With his signature mix of bravado and practiced deadpan, Warhol dug below the surface of contemporary culture to uncover the absurdities, prejudices, fallacies, and incongruities that can be easily overlooked in favor of tacit acceptance of “the truth.” More than thirty years after his death, Warhol’s work continues to shape our perceptions of common images and objects with humor, wit, and the occasional barb.
About the Collector
The selection of work on view in In Living Color represents a small portion of Jordan Schnitzer’s rich and diverse collection of prints from the 1960s through the present. Schnitzer grew up in Portland, Oregon. He is a 1973 graduate of the University of Oregon and in 1976 received his doctorate degree from Northwestern School of Law at Lewis and Clark College.
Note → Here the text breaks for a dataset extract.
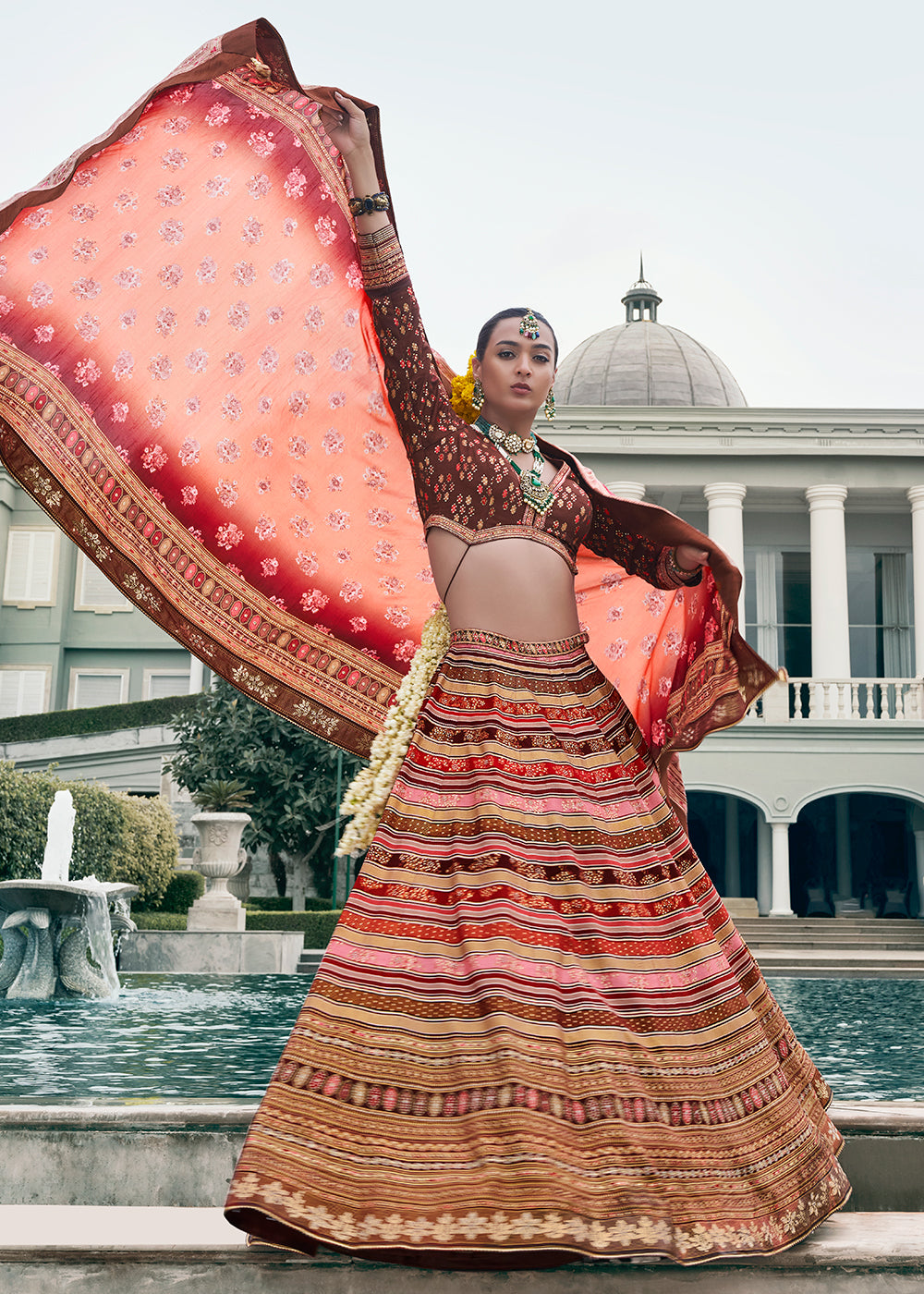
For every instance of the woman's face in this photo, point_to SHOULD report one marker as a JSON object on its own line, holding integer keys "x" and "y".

Shortly thereafter, he began working full time at his family’s real estate company, Harsch Investment Properties, a Portland-based real estate acquisition, development and management company started by his father and mother in 1950. Schnitzer is now the president of the company with regional offices located in Seattle, Portland, San Francisco, Sacramento, Las Vegas, and San Diego and oversees a portfolio of office, industrial, retail, and multifamily properties. With a staff of over 200 professionals, Harsch is one of the largest privately held real estate property and management companies in the Western United States.
In addition to his role at Harsch, Schnitzer has served on over 31 civic and cultural boards including the Portland Art Museum, the Japanese Garden Society of Oregon, the High Desert Museum, the Citizen Crime Commission, and the Friends of Astoria Column. Following his family’s commitment to support art and culture, Schnitzer has created one of the nation’s largest contemporary print collections, which is shared with the public. He and his family foundation have funded and organized over 90 exhibitions of work from his collection which has traveled to over 60 museums including exhibitions at the Portland Art Museum, the Bellevue Arts Museum, the Los Angeles County Museum of Art (LACMA), the Legion of Honor Museum in San Francisco, the Detroit Institute of Art, and many others.
He has received many honors and awards, among them the Portland State University President’s Award for Outstanding Philanthropy, State of Oregon Governor Arts Awards, and the International Print Center in New York Award of Excellence for his touring art program. In 2004, Schnitzer gave a multi-million dollar gift for renovations of the University of Oregon’s art museum, which was renamed in his honor. He lives in Portland with his family.